Assessments grounded in the principles of gamification — using elements in games to increase engagement and intrinsic motivation — is one such approach. Students engage in a quest rather than a literature review; they perform as novices, apprentices, intermediates, or masters rather than being assigned a letter grade. The Pew Research Center’s Internet & American Life Project notes that neuroscientists say gamification elements “
can cause feel-good chemical reactions, alter human responses to stimuli — increasing reaction times, for instance — and in certain situations can improve learning, participation, and motivation.”
David Rose, the co-founder of CAST, once said, “What we do for students at the margins ends up benefiting everyone.” It is important to rediscover the message in these words. At Landmark College in Vermont, where I work, our COVID response includes offering courses online to all neurodivergent students. We take pride in debunking the myth that online learning and learning differences do not mix by
designing the courses with built-in scaffolds and supports for executive function challenges and a delivery system that includes a “course advisor” to help students with online navigation and communication.
There are many pathways to online success for students with different learning and thinking abilities. COVID-19 has given us the opportunity to be innovative and decide which legacy traditions we must discard and which innovations we will pursue.
Manju Banerjee (
@ManjuBanerjee) is vice president of educational research and innovation and an associate professor at Landmark College in Putney, Vermont. She has more than 29 years of experience in the field of learning disabilities, ADHD, and postsecondary disability services.
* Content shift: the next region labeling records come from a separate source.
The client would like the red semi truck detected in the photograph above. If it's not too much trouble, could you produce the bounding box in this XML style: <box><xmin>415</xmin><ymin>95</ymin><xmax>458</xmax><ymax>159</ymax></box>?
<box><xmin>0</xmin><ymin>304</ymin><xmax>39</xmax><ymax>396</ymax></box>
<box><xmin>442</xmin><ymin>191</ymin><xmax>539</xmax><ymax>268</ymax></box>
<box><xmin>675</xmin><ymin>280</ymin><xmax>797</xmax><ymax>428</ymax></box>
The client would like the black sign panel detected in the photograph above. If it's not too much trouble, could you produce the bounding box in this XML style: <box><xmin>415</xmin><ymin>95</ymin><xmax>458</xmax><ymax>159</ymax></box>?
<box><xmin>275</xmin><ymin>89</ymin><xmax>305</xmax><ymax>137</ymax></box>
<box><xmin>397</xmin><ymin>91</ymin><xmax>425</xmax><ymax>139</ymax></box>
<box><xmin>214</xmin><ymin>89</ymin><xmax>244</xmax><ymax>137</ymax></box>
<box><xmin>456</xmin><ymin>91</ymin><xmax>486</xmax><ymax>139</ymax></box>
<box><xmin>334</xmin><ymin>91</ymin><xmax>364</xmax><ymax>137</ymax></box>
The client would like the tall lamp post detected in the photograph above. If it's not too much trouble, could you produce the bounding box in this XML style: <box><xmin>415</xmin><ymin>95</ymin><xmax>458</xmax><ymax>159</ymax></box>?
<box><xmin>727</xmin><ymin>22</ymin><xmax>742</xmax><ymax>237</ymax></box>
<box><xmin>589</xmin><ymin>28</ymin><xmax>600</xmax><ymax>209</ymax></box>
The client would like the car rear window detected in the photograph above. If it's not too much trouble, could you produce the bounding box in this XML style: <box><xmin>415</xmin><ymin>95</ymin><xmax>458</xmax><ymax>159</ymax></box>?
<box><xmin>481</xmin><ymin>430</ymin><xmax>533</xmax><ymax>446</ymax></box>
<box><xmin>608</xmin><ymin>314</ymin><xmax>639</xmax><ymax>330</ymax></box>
On making virtual learning easier for students
As an educator with ADHD and learning and thinking differences, I look over all of my lessons and plans through the lens of, “Would this work for me now, and would this have worked for me as a student?” If the answer is no, then I immediately look at how to change it. A big challenge for me as a student, and even as an adult learner, was knowing where to start and pacing myself. This is true for many students with learning and thinking challenges during the best of times.
If an assignment requires multiple steps, I break it down to smaller chunks. If one lesson for the day is reading intensive, I may change the reading requirements of a lesson in a different subject to create a more balanced day. I am lucky in that my district and building have allowed educators a fair amount of flexibility in how we structure our assignments and day. I do my best to pass that flexibility on to my students.
One thing I make sure I do every day is provide students with a schedule and list of what we are doing that day. The list is on a Google Slide with links to the Google Classroom to reduce the number of pages students need to look at. In our morning meeting, we go over the day and the schedule. As much as possible, I try to keep the rhythm and flow of the day the same. When presenting materials to my students I provide both written instructions in Google Classroom, as well as a video demonstrating how to do the assignment. For larger assignments, I add an example.
When possible, I try to add choice. I use sites like
Epic to provide students with reading passages and books. I love that I can find articles, stories, passages, and books on one topic at multiple levels, so I can ensure students are accessing the content at their level.
TJ Thornton is a fourth-grade teacher in Tumwater, Washington, and an
Understood Teacher Fellow
. Thornton has been teaching for 10 years.